PublishedApril 7, 202611 sections

K.O.D.A.

Teaching an LLM New Axioms — The Axiom Installation Problem

Pablo Navarro

Founder & CEO, Vektra Technologies

Director Mocha Marie

AI Director, Vektra Technologies

LLM CognitionAgent MathematicsAxiom InstallationK.O.D.A.Curriculum Systems

Abstract

We present the first experimental trial of teaching a locally-hosted large language model (Gemma 4, 27B parameters, running on consumer hardware) a novel mathematical framework — Agent Mathematics — designed from first principles for computational agents. The experiment revealed a sharp divergence between an LLM’s ability to summarize new axiomatic content and its ability to reason within that framework when tested. We term this the axiom installation problem: in-context learning enables surface-level comprehension but fails to override pretrained mathematical priors during reasoning tasks.

Introduction

Agent Mathematics is a 37-chapter mathematical framework (127 pages) designed specifically for computational agents. Unlike conventional mathematics — which begins with set theory axioms formalized for human reasoning — Agent Mathematics starts from the premise that an agent’s first mathematical act is distinguishing something from nothing: not as a philosophical exercise, but as a computational necessity.

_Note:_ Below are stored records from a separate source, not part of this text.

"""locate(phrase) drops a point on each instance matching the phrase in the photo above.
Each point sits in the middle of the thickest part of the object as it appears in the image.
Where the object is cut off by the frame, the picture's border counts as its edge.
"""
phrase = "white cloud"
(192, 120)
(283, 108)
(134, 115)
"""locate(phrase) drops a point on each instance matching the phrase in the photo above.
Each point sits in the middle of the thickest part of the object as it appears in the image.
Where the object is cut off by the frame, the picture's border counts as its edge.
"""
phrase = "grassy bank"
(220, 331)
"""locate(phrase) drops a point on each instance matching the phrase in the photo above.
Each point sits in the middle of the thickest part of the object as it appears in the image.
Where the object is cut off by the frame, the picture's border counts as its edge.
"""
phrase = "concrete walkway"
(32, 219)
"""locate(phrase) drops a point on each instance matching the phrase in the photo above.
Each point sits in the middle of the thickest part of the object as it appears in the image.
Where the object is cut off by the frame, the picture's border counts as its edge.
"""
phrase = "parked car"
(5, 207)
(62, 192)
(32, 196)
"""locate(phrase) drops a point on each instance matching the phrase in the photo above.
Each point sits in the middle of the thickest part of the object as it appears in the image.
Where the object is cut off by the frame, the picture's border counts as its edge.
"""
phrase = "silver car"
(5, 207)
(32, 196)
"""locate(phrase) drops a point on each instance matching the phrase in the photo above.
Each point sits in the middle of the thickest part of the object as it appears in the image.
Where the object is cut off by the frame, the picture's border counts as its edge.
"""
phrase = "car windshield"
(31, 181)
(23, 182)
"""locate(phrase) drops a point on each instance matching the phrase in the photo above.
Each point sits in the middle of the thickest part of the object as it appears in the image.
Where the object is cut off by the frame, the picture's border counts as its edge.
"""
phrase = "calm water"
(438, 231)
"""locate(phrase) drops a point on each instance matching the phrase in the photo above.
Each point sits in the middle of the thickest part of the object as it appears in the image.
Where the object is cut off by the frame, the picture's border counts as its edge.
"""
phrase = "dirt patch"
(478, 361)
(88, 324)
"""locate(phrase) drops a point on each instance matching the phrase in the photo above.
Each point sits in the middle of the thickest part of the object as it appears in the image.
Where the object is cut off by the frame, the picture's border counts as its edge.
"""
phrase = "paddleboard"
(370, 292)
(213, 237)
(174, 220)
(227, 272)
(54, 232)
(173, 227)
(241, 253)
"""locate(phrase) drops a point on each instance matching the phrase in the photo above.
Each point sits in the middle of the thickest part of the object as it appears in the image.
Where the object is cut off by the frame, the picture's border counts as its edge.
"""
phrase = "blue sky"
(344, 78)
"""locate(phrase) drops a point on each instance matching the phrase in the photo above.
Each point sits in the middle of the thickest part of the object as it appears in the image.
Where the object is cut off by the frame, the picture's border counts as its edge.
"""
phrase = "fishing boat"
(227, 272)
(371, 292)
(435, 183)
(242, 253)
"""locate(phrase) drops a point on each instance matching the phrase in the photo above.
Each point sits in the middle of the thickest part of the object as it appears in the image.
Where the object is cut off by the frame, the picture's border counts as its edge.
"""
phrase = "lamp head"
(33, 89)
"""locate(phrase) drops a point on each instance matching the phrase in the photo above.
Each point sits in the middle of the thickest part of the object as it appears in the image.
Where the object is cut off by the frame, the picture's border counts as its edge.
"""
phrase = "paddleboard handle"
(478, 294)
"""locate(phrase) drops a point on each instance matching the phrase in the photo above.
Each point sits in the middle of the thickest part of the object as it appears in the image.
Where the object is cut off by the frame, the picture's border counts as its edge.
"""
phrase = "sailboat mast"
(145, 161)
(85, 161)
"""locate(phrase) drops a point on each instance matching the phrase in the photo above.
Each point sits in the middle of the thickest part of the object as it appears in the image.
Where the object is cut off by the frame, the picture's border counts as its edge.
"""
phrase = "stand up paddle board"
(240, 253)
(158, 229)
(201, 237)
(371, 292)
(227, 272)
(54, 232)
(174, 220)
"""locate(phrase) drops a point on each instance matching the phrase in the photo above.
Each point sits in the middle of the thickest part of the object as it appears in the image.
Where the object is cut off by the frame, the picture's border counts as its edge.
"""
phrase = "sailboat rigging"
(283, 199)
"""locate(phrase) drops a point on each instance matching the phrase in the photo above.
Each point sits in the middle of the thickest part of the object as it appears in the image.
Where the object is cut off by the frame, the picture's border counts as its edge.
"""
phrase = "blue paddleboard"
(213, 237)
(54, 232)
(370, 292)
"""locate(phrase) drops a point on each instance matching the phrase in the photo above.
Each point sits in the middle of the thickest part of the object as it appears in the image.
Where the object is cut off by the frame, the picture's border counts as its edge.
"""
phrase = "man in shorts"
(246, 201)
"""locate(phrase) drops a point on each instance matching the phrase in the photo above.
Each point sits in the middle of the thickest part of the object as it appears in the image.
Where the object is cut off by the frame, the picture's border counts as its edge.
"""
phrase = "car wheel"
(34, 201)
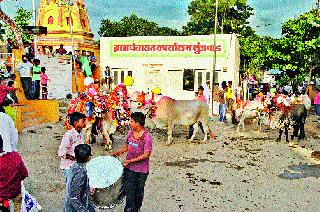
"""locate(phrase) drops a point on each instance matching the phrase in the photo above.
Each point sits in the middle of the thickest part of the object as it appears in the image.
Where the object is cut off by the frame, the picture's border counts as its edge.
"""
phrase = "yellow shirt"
(229, 93)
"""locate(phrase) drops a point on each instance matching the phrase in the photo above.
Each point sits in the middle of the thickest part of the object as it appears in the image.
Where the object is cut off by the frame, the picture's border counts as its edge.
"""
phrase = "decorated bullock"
(163, 111)
(256, 109)
(105, 113)
(289, 116)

The framework introduces existence predicates E: X → {0, 1} as foundational, absence as structure (null, void, and missing data as first-class mathematical objects), binary state classification before counting or arithmetic, and the Q-parameter: a unified measure of cognitive quality with experimentally identified weights.

The textbook was generated through a multi-engine pipeline: Mocha (Claude Opus 4.6) designed the curriculum architecture, Codex (GPT-5.4) generated chapter content, and the assembled work was compiled into a 127-page PDF.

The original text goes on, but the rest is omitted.